With long life will I satisfy them and show them my salvation. Ps 91:16
On my desk sits a card with the word "satisfied" on it, with a number of other meaningful items around it. This is my Star Word for the year, which I reflected on in this blog post, although I didn't actually name the word I was reflecting on.
"Satisfied" continues to challenge and confound me as I see it almost every day. What does it mean to be satisfied? What does it mean for something to be sufficient?
For those of you who are familiar with the musical "Hamilton", satisfied may also call to mind a song that is appropriately titled "Satisfied". You can find the complete lyrics here. As Alexander Hamilton, his new bride Eliza, and her beloved sister Angelica celebrate Alexander and Eliza's wedding, each of the three characters reflects on whether or not they are satisfied with how everything has played out.
He is driven by the need to do more, be more, leave more to the world, and it creates the very situation that leads to his death. He is never satisfied.
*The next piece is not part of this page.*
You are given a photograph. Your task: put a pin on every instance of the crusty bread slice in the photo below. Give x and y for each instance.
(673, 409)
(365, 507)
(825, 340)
However, it's that very same drive that moves our fledgling nation forward. His unwillingness to compromise, to settle for anything less than what he views as the best way forward, causes friction and creates progress. My own takeaway is the show argues that if he had been satisfied, he would have stopped trying so hard, and the future of the United States may have looked quite different--for better and worse--than it does. His dissatisfaction prevented complacency, which in turn promoted growth.
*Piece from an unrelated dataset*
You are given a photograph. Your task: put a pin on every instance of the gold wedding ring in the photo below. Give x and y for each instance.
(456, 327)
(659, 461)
I disagree with this argument that when we are satisfied we become complacent. For one to be truly satisfied, we must seek the satisfaction for all. This is the opposite of complacency.
Can I be satisfied in my own life, faith journey, etc. while also being dissatisfied with the ways in which sin continues to prevent satisfaction for the whole of creation?
We live in a world where the the disparity between the Haves and Have Nots continues to grow. Where billionaires are championed as some sort of gods who have the divine right to their wealth, while anyone who is hungry, homeless, thirsty, or imprisoned has earned their lot in life. Never mind that Jesus repeatedly teaches his disciples and his broader community that the love of wealth is the cause of broken relationship between the bearer and God, and therefore the bearer and their community. I think there may even be something in scripture about feeding the hungry, housing the homeless, and visiting the imprisoned...(see Matthew 25:31-46).
For my own part, as I continue to reflect on "satisfied" and how God might be inviting me to live into it more fully, I have found that the more I'm satisfied with my own life, the more dissatisfied I am with the world. The more contentment I find in God, the more I desire that for all of God's people.
So while we live in this world of gross wealth and extreme poverty, I'm not sure I will ever be fully satisfied that my work as a child of God is done. I can be satisfied in God, but I cannot be satisfied when our beloved siblings are hungry, homeless, imprisoned, and thirsty.